For supabase flutter web cors, set fetchMode: 'cors' in the client options and trust the same access control allow lines on the server side.

Handling Auth Tokens

Send authorization: Bearer ... and apikey: ... along. Make sure authorization appears in access control allow headers and content type stays application/json. Forget that, and the error log will howl.

When You Really Must Handle CORS Manually

Sometimes you have to handle cors manually — maybe a partner server that returns static XML. Pipe the call through your own edge functions with the access control allow origin you trust.

Common Error Messages

“Request header field x-client-info is not allowed.”
“No ‘access-control-allow-origin’ header present.”

Each error message points to a missing word in the headers.

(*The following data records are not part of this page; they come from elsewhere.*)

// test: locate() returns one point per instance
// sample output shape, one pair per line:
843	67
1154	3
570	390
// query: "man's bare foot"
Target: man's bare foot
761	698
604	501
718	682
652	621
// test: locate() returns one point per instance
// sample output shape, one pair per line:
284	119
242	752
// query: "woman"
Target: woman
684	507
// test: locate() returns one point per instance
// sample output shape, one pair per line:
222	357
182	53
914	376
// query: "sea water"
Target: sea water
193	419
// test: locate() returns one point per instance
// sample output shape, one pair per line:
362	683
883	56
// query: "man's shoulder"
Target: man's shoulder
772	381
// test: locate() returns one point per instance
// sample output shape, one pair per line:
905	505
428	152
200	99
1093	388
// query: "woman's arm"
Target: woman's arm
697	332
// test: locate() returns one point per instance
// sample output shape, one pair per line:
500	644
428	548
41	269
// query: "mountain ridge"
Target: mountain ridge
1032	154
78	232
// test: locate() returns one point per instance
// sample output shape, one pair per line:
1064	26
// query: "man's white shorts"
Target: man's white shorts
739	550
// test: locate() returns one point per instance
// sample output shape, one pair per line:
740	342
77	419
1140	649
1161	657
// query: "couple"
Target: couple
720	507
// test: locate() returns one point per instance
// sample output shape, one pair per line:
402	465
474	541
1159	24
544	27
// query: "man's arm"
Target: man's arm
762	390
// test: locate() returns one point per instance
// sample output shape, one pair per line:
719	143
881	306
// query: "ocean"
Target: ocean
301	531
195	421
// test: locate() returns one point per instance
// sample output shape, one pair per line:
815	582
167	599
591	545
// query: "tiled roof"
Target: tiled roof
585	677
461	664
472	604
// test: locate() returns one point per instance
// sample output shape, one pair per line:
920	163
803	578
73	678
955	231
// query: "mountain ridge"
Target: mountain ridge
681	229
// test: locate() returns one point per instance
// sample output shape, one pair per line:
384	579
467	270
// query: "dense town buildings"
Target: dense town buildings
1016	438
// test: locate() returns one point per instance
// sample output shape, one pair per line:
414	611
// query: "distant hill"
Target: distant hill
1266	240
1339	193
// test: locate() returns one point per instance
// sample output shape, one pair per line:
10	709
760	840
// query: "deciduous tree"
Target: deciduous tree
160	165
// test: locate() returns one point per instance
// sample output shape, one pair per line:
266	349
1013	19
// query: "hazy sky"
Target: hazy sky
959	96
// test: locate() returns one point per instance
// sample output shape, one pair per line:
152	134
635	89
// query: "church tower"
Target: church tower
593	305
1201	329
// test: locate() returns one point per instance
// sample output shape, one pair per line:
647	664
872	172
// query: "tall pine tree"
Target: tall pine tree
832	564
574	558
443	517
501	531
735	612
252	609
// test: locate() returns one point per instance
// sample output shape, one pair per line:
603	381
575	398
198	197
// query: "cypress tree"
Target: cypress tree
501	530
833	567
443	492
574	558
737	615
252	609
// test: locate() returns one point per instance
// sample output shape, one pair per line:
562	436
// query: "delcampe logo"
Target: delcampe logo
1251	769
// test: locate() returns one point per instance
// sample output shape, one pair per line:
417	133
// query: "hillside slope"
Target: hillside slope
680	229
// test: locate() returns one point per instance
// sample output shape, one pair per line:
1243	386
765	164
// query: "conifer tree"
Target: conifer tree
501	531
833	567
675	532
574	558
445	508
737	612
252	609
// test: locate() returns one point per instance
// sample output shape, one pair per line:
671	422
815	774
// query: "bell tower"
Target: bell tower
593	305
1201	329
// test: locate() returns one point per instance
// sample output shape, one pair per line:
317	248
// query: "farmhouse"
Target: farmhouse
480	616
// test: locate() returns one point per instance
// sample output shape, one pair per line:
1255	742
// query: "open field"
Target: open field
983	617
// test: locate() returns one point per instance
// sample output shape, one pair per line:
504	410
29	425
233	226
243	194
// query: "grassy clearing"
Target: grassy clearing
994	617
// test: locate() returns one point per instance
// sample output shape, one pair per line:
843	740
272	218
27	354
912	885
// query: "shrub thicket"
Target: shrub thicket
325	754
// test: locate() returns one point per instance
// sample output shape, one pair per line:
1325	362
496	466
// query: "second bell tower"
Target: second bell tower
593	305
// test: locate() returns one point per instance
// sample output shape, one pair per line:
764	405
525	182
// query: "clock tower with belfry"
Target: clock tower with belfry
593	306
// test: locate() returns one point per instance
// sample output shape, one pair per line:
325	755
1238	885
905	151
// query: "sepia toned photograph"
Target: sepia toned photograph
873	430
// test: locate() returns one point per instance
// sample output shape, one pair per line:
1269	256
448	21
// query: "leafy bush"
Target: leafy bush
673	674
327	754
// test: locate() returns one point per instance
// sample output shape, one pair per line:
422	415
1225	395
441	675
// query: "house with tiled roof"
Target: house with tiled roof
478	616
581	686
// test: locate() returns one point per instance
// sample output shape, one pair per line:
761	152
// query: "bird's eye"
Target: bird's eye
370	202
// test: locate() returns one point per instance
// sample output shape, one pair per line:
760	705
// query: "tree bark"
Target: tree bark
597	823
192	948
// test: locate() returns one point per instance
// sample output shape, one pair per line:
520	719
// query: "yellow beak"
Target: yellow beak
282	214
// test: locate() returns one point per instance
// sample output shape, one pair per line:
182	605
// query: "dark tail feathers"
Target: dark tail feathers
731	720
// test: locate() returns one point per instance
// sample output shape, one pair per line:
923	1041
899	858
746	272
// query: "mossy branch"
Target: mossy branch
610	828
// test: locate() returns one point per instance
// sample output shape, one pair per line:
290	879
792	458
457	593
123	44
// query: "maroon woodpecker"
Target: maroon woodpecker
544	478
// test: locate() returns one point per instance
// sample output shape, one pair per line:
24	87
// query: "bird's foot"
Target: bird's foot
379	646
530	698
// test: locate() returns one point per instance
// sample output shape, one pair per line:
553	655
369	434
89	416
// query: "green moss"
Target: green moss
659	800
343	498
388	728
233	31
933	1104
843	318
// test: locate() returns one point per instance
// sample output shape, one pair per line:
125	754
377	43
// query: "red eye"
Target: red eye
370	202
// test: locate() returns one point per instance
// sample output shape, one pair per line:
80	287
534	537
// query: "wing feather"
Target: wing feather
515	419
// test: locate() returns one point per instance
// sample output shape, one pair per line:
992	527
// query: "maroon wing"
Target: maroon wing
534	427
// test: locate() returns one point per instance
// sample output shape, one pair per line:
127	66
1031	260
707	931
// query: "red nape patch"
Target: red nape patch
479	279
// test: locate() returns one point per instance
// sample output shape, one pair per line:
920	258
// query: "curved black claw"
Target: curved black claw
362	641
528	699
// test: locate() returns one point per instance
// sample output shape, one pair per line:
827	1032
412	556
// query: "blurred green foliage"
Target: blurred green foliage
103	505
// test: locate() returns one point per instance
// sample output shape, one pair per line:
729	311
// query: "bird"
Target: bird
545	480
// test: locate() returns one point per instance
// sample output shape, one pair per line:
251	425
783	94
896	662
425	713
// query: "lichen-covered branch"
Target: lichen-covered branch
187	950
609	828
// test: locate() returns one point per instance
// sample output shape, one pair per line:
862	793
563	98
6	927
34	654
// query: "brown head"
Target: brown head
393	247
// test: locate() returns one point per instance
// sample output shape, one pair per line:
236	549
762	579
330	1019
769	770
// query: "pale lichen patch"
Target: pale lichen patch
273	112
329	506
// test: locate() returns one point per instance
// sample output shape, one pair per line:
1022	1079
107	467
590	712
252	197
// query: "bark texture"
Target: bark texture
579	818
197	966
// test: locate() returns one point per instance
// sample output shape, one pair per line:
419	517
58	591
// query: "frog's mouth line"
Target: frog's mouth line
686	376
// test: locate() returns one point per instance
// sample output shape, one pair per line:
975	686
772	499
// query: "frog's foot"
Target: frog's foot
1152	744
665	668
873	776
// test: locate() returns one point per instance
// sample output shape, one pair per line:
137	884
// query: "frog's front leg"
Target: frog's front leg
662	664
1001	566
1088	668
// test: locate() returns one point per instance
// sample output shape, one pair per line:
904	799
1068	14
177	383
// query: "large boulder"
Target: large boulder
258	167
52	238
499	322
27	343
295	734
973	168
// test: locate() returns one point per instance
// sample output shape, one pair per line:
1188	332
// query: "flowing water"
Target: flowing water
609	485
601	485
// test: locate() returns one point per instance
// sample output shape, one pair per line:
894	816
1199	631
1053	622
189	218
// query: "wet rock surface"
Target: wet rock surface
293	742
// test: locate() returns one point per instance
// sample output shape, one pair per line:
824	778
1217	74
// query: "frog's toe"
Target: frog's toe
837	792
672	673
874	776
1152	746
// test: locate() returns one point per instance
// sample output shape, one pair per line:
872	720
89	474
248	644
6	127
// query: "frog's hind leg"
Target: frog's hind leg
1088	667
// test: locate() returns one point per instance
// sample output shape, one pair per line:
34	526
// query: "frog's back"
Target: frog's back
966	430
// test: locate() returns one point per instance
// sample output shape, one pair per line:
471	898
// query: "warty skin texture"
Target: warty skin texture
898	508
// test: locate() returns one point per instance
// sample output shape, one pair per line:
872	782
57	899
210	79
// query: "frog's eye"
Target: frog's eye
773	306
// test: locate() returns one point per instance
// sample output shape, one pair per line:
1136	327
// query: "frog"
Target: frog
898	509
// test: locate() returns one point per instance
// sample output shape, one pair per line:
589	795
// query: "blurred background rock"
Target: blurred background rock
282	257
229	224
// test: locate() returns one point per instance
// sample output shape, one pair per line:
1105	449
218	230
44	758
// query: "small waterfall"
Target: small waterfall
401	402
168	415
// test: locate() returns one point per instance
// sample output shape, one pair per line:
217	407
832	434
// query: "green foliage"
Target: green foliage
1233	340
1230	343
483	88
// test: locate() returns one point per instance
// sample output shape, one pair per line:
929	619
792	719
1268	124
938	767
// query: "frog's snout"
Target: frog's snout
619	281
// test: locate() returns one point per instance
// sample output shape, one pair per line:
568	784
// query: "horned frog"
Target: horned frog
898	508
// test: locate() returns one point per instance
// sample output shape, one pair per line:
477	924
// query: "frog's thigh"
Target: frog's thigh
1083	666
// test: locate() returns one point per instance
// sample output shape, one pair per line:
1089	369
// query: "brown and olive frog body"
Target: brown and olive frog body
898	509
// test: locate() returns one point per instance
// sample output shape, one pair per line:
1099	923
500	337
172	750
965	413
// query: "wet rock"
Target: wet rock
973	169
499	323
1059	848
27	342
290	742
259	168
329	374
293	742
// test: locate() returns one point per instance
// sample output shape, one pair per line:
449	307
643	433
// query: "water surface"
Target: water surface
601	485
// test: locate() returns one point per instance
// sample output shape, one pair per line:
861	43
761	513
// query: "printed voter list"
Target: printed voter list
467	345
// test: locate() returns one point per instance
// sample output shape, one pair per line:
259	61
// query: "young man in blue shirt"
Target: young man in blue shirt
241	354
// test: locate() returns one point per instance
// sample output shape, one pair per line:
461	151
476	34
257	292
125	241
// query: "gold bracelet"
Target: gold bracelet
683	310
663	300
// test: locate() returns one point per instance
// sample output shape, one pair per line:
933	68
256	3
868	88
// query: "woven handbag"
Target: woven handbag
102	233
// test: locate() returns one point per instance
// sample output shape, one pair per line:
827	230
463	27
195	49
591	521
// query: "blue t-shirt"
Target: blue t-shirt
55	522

Add it, redeploy, and watch the new response.

Quick Curl Test

curl -I -H "Origin: https://myapp.com" 
     -H "X-Client-Info: demo" 
     https://db.techventures.org/functions/v1/hello-cors

Look for a status 200 and the trio of access control allow lines in the response.

Checklist Before Shipping

  • Allowed origins include prod, staging, and localhost.
  • All content type values match (application/json).
  • Access control allow headers lists authorization, content-type, x-client-info.
  • Access control allow methods covers every method you plan to use.
  • Edge functions send the same headers on every new response.

Security Nudge

Too many * wildcards open doors. Limit to trusted domains; that’s real control. Rotate auth keys. Log every suspicious request for later study.

Small Digression On JSON Bugs

If you forget JSON.stringify(data), the browser might treat your response as plain text. That sneaky error can mimic a cors error. The content type flag matters.

Local Development Pitfalls

People often swap https for http during tests. The origin string changes, so the server might reject it. Keep both origin http and https addresses on your allowed origins list.

Deleting Old Rules

A stale rule can stay in cache. After you delete a domain, clear CDN cache or you’ll see mixed status codes. Another silent mistake.

A Mini FAQ

Q: Can I wildcard sub-domains?
A: Yes, https://*.myapp.com under access control allow origin works, but tread carefully.

Q: Where do I put x-client-info?
A: Add it to access control allow headers and send it from the client.

Final Thought

Caring for cors feels like watering plants — small, steady, and sometimes messy. Yet once the settings are correct, your frontend talks to the server with no drama, and users never see an ugly error again. Happy coding, and may every new response carry the perfect headers.